Click below to download : The Landlord At Lions Head - Part 1 - Chapter 15 (Format : PDF)

The Landlord At Lions Head - Part 1 - Chapter 15

PART I CHAPTER XV

Two ladies sat on the veranda of the hotel and watched a cloud-wreath trying to lift itself from the summit of Lion's Head. In the effort it thinned away to transparency in places; in others, it tore its frail texture asunder and let parts of the mountain show through; then the fragments knitted themselves loosely together, and the vapor lay again in dreamy quiescence.

The ladies were older and younger, and apparently mother and daughter. The mother had kept her youth in face and figure so admirably that in another light she would have looked scarcely the elder. It was the candor of the morning which confessed the fine vertical lines running up and down to her lips, only a shade paler than the girl's, and that showed her hair a trifle thinner in its coppery brown, her blue eyes a little dimmer. They were both very graceful, and they had soft, caressing voices; they now began to talk very politely to each other, as if they were strangers, or as if strangers were by. They talked of the landscape, and of the strange cloud effect before them. They said that they supposed they should see the Lion's Head when the cloud lifted, and they were both sure they had never been quite so near a cloud before. They agreed that this was because in Switzerland the mountains were so much higher and farther off. Then the daughter said, without changing the direction of her eyes or the tone of her voice, "The gentleman who came over from the station with us last night," and the mother was aware of Jeff Durgin advancing toward the corner of the veranda where they sat.

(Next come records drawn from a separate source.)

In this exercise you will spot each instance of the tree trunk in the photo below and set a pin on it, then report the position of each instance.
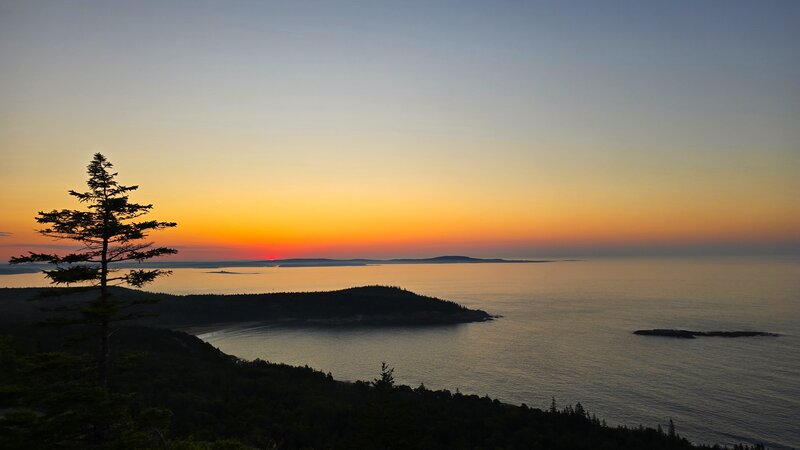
(105, 347)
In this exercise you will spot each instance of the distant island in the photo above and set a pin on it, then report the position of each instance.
(291, 262)
(369, 305)
(686, 334)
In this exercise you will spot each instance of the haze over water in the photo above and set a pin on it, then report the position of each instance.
(566, 333)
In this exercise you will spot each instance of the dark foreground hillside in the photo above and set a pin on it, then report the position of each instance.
(171, 390)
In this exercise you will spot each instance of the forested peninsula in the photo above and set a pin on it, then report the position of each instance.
(171, 390)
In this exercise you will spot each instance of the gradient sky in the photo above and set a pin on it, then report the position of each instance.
(384, 129)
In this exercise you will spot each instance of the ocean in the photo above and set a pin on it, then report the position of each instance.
(565, 332)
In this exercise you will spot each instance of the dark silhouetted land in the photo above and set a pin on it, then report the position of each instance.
(292, 262)
(370, 305)
(686, 334)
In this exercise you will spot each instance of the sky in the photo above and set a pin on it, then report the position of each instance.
(411, 129)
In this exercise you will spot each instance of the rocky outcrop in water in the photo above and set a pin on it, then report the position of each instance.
(686, 334)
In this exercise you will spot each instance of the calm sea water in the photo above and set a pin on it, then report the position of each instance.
(565, 333)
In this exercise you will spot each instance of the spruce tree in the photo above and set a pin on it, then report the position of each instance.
(109, 230)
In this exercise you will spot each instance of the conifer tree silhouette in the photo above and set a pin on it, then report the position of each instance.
(108, 232)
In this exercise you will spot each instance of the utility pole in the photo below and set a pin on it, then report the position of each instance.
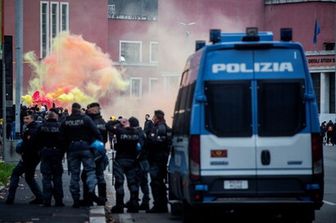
(19, 62)
(3, 87)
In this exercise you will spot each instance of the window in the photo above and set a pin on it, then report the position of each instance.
(228, 108)
(64, 16)
(54, 17)
(140, 10)
(131, 51)
(281, 107)
(111, 11)
(154, 52)
(136, 87)
(153, 82)
(317, 89)
(182, 113)
(331, 93)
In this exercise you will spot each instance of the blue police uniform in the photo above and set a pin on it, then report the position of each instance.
(158, 152)
(125, 163)
(80, 131)
(101, 162)
(51, 143)
(27, 165)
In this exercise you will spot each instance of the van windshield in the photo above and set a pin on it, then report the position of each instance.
(228, 108)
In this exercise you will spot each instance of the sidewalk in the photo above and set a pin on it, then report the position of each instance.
(22, 211)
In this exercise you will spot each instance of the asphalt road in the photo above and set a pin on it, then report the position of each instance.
(327, 214)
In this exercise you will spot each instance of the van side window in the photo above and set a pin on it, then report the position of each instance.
(228, 108)
(182, 111)
(281, 107)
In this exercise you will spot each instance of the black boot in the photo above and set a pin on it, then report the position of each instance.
(97, 200)
(133, 206)
(76, 204)
(59, 203)
(87, 201)
(119, 207)
(102, 191)
(144, 206)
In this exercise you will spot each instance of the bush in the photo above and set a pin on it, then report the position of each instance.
(5, 172)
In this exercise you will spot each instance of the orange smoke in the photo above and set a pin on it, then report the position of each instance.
(75, 70)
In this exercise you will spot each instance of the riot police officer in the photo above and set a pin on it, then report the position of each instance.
(157, 144)
(51, 143)
(80, 131)
(127, 141)
(30, 159)
(101, 160)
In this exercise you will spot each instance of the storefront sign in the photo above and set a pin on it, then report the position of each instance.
(321, 60)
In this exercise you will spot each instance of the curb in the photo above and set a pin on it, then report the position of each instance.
(97, 214)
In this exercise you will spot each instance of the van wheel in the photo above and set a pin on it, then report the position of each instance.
(188, 215)
(176, 209)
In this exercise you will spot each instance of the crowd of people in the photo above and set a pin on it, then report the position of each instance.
(328, 133)
(48, 136)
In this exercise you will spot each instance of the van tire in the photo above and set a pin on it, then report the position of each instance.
(188, 215)
(176, 209)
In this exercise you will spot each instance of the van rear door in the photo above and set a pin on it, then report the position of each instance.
(228, 150)
(283, 143)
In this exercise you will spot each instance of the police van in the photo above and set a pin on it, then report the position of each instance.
(246, 129)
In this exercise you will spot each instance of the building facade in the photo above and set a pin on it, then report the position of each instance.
(149, 40)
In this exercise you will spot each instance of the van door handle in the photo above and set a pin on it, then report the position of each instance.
(179, 139)
(265, 157)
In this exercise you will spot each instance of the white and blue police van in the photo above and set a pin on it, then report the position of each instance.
(246, 130)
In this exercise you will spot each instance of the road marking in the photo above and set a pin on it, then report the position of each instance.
(330, 203)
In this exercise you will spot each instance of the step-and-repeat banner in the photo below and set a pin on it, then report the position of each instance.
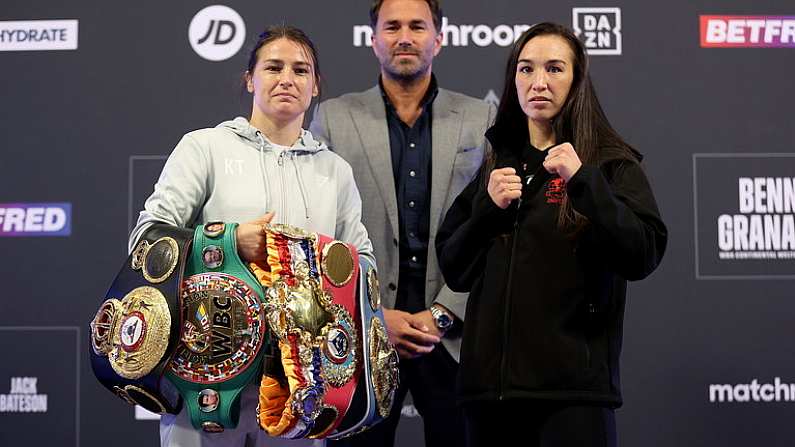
(96, 94)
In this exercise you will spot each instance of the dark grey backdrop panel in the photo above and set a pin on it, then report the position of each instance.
(706, 355)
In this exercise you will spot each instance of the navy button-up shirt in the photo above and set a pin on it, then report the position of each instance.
(411, 167)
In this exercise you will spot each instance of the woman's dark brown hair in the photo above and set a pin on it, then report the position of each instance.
(581, 121)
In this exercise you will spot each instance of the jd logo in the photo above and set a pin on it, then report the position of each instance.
(217, 32)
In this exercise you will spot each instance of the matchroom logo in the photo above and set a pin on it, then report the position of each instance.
(35, 219)
(38, 35)
(755, 391)
(744, 216)
(747, 31)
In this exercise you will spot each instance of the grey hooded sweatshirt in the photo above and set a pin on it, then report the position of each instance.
(232, 173)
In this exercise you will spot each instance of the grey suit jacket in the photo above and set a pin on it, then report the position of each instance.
(354, 126)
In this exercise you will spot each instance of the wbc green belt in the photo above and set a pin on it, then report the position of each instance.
(222, 330)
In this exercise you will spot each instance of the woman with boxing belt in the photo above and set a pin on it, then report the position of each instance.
(264, 169)
(545, 240)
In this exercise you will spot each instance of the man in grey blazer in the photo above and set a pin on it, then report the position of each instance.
(413, 147)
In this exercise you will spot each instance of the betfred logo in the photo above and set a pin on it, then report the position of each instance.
(35, 219)
(747, 31)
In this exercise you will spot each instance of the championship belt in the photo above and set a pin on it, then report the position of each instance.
(134, 332)
(375, 391)
(222, 330)
(314, 311)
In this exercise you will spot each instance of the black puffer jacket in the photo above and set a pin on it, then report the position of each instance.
(545, 311)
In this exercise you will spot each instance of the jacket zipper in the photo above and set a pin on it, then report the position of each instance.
(508, 294)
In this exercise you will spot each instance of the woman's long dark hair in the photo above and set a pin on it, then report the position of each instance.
(581, 121)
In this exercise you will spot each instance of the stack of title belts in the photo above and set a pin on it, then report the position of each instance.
(187, 322)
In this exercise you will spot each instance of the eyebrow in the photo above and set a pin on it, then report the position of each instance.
(551, 61)
(279, 61)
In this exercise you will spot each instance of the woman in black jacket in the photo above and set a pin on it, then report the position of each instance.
(544, 239)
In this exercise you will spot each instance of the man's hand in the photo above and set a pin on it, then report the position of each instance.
(410, 334)
(251, 242)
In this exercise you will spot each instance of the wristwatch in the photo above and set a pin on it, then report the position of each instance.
(441, 317)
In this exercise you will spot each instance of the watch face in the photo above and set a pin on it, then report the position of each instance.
(444, 321)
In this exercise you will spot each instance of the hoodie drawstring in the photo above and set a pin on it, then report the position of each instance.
(262, 172)
(300, 184)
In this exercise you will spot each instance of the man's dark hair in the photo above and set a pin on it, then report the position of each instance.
(436, 13)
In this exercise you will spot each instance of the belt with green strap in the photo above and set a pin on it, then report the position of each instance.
(222, 330)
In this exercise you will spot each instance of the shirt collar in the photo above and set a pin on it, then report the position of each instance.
(427, 99)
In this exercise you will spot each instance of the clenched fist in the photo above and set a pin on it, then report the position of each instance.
(251, 242)
(504, 186)
(563, 161)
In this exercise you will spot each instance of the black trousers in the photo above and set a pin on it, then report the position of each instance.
(431, 378)
(540, 424)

"I hope you have got rested," he said, with the jovial bluntness which was characteristic of him with women.

"Oh, yes indeed," said the elder lady. Jeff had spoken to her, but had looked chiefly at the younger. "I slept beautifully. So quiet here, and with this delicious air! Have you just tasted it?"

"No; I've been up ever since daylight, driving round," said Jeff. "I'm glad you like the air," he said, after a certain hesitation. "We always want to have people do that at Lion's Head. There's no air like it, though perhaps I shouldn't say so."

"Shouldn't?" the lady repeated.

"Yes; we own the air here--this part of it." Jeff smiled easily down at the lady's puzzled face.

"Oh! Then you are--are you a son of the house?"

"Son of the hotel, yes," said Jeff, with increasing ease. The lady continued her question in a look, and he went on: "I've been scouring the country for butter and eggs this morning. We shall get all our supplies from Boston next year, I hope, but we depend on the neighbors a little yet."

"How very interesting!" said the lady. "You must have a great many queer adventures," she suggested in a provisional tone.

"Well, nothing's queer to me in the hill country. But you see some characters here." He nodded over his shoulder to where Whitwell stood by the flag-staff, waiting the morning impulse of the ladies. "There's one of the greatest of them now."

The lady put up a lorgnette and inspected Whitwell. "What are those strange things he has got in his hatband?"

"The flowers and the fungi of the season," said Jeff. "He takes parties of the ladies walking, and that collection is what he calls his almanac."

"Really?" cried the girl. "That's charming!"

"Delightful!" said the mother, moved by the same impulse, apparently.

"Yes," said Jeff. "You ought to hear him talk. I'll introduce him to you after breakfast, if you like."

"Oh, we should only be too happy," said the mother, and her daughter, from her inflection, knew that she would be willing to defer her happiness.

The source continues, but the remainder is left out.